A Belly Full of Borrowing
Yet official Washington, with a few exceptions, refuses to acknowledge that anything has changed. The Obama administration, in the midst of the worst economy since the Great Depression, fought tooth and nail to enact an enormous new healthcare overhaul that has already imposed hundreds of billions of dollars in new expenses, and embarked upon a third war in the Muslim world. And millions of Americans continue to clamor to keep the various benefits, handouts, and subsidies they believe themselves entitled to, blind to the long-term (and now, short-term) costs they are imposing. In a word, the state of the economy has changed drastically for the worse, but Washington is borrowing and spending more than ever before.
The numbers tell a grim story. The “official” national debt, which consists of all debt owed to outside parties plus intergovernmental debt owed, stands at more than $14.58 trillion dollars in the wake of the debt ceiling increase — an almost inconceivable sum, just over 100 percent of our 2010 GDP. Ten years ago, the debt was not much more than a third of that — $5.7 trillion. Most of that growth is due to an explosion in the size and cost of government, far out of proportion to the actual growth of the population. It is a consequence of three overseas wars — one of which has been ongoing for almost a decade — two massive overhauls of healthcare under Bush and Obama, the creation of a vast new domestic security apparatus, and the overburden from dozens of hugely expensive government programs, from housing subsidies to Medicare, that have been in place for decades, among many other things.

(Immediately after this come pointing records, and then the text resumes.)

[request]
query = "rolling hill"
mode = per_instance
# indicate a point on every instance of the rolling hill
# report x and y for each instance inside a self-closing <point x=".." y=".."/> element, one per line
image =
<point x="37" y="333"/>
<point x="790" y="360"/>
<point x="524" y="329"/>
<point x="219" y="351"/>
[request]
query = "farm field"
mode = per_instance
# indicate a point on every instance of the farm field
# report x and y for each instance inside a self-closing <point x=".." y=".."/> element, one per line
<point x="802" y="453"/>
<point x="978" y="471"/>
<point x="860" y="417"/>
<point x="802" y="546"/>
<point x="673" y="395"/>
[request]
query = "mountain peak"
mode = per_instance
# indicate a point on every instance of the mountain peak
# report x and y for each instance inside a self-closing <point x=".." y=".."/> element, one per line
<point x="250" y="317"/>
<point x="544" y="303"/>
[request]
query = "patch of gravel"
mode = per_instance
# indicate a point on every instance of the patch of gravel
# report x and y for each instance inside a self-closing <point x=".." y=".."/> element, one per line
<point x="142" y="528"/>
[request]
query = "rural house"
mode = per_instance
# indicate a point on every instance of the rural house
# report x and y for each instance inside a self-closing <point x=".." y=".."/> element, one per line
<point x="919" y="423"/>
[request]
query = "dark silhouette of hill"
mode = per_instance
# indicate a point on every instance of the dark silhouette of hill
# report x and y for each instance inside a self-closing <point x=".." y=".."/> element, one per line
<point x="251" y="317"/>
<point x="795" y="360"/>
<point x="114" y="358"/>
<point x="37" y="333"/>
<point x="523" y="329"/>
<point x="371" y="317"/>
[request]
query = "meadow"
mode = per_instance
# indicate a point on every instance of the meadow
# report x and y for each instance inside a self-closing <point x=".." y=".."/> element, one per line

And the real state of national finances is much worse than the official debt figures indicate, because of the dishonest practice of declaring large swaths of so-called “mandatory spending” off-budget. The total value of unfunded obligations to Social Security, Medicare, and Medicaid is about $45.8 trillion, while the amounts guaranteed via new programs designed to prop up ailing banks and financials, like the Exchange Stabilization Fund and the Temporary Liquidity Guarantee Program, are unknown but doubtless amount to tens of trillions of dollars more.
Merely reckoning the unfunded obligations like Social Security together with the official debt figures yields a total of more than $60 trillion, well over four times the American GDP (by comparison, consider that the Greece’s debt was in the range of 150 percent of the GDP).
This is the desperate state of the American national debt, which Standard & Poor’s has finally recognized. Unless a massive political shift occurs very quickly, America, already the largest debtor in world history, can expect to see its bonds reduced to junk status as her towering debt and uncontrolled spending destroy our economy and our society as surely as has occurred in Argentina, Greece, Ireland, and many other nations.
No nation has ever borrowed itself into prosperity or spent itself into solvency, yet that is precisely what our political leadership is trying to do. The unhappy examples in Europe, which will soon include the likes of Italy and Spain, ought to be warning enough of the perilous path we are on, even if the warnings of Standard & Poor’s go unheeded.